QPS raises profit forecast on early JAXA subsidy booking, even as sales slip

The catch: QPS now expects revenue of ¥3.8bn, 5% below its April forecast, but earlier recognition of ¥144mn in JAXA subsidy income and a ¥100mn deferred-tax asset lift ordinary profit and net income guidance to ¥1.1bn.

Jul 1, 20262 min read
Editorial illustration of compact radar satellites being assembled with an abstract funding-flow overlay.
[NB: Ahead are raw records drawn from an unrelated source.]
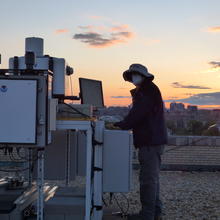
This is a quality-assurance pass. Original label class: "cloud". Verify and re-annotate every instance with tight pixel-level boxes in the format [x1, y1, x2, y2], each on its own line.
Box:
[55, 29, 69, 34]
[207, 26, 220, 33]
[209, 61, 220, 67]
[144, 39, 161, 46]
[111, 96, 131, 99]
[171, 82, 211, 89]
[73, 25, 134, 48]
[203, 61, 220, 73]
[164, 92, 220, 105]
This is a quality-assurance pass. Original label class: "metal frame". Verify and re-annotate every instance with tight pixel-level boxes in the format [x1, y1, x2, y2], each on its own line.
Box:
[57, 120, 95, 220]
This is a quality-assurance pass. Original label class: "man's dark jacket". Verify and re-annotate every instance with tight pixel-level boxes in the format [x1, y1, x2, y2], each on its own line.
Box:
[115, 80, 167, 148]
QPS Holdings has cut its sales forecast for the year ended May 2026 to ¥3.8bn, 5% below the figure it gave in April, but raised ordinary profit to ¥1.1bn and net income to the same level. The upgrade is mostly a timing story: the company now expects to book part of a JAXA Space Strategy Fund subsidy in the current year rather than from next year onward, and it plans to recognise a ¥100mn deferred-tax asset.

QPS forecast revision
Company guidance revision for the year ended May 2026. Operating profit remains negative.
MetricPrevious forecastRevised forecastWhat changed
Sales¥4.0bn¥3.8bnProject-plan changes reduce sales and cost of sales
Operating profit¥1.2bn loss¥800mn lossSubsidy-eligible R&D spending expected below plan
Ordinary profit¥600mn¥1.1bnSome JAXA subsidy income expected in later periods will be booked in the current year
Net income¥500mn¥1.1bn¥100mn deferred-tax asset lowers tax expense

Timing, not top line

QPS said project-plan changes in development and research work will leave both sales and cost of sales slightly lower than expected. It also expects subsidy-eligible research and development expenses to come in below plan, which improves the operating line by ¥400mn versus the earlier forecast, although management still guides to an operating loss of ¥800mn.
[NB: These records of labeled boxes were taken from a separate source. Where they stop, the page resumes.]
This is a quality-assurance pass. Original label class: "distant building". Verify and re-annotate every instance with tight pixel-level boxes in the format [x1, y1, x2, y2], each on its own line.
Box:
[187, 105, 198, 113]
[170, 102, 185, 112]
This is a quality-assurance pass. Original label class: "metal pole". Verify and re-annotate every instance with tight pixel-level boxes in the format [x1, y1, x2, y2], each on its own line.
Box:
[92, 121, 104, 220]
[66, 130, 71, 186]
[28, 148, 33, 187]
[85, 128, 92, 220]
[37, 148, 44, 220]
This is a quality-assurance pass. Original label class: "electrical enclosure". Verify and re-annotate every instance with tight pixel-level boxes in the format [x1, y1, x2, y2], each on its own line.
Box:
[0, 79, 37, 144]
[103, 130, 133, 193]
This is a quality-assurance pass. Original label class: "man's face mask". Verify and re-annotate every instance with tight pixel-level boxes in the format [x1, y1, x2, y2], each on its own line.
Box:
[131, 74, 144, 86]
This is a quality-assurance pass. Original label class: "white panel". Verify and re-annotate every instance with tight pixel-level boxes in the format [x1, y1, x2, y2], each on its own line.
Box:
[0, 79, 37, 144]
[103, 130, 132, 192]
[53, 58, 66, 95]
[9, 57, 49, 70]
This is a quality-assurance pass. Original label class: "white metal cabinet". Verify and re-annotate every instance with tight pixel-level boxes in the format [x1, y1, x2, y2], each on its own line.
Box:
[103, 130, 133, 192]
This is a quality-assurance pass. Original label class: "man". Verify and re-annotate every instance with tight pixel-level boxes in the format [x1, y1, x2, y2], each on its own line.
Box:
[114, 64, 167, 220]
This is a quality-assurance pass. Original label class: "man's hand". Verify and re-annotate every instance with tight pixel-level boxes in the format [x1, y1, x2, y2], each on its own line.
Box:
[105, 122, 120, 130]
The bigger swing comes below operating profit. QPS said some subsidy income under JAXA's Space Strategy Fund, which it had expected to recognise in later periods, will instead be booked in the year just ended. The confirmed amount due to be recorded in the fourth quarter is ¥144mn, tied to part of the launch costs of QPS-SAR 15, the company's small SAR satellite that it said achieved its first image on January 23.

The policy backstop is much larger

That fourth-quarter booking is only the currently confirmed slice of a far larger support package. QPS said the initial grant under the JAXA program is ¥8.47bn, with the original grant period running through March 2027. The project theme is accelerating commercial satellite constellation build-out, and the specific development task is to speed mass production of small SAR satellites while strengthening functions aimed at competitive advantage.

JAXA has also allowed QPS to disclose a support ceiling of ¥21.24bn through March 2029, including the initial grant. But the company added a caveat that matters more than the headline number: the ceiling can change after a stage-gate review scheduled for the end of the year to March 2027. Put differently, the state backing is substantial, but this week's earnings boost also depends on when subsidy income and tax assets are recognised, not just on underlying business volume.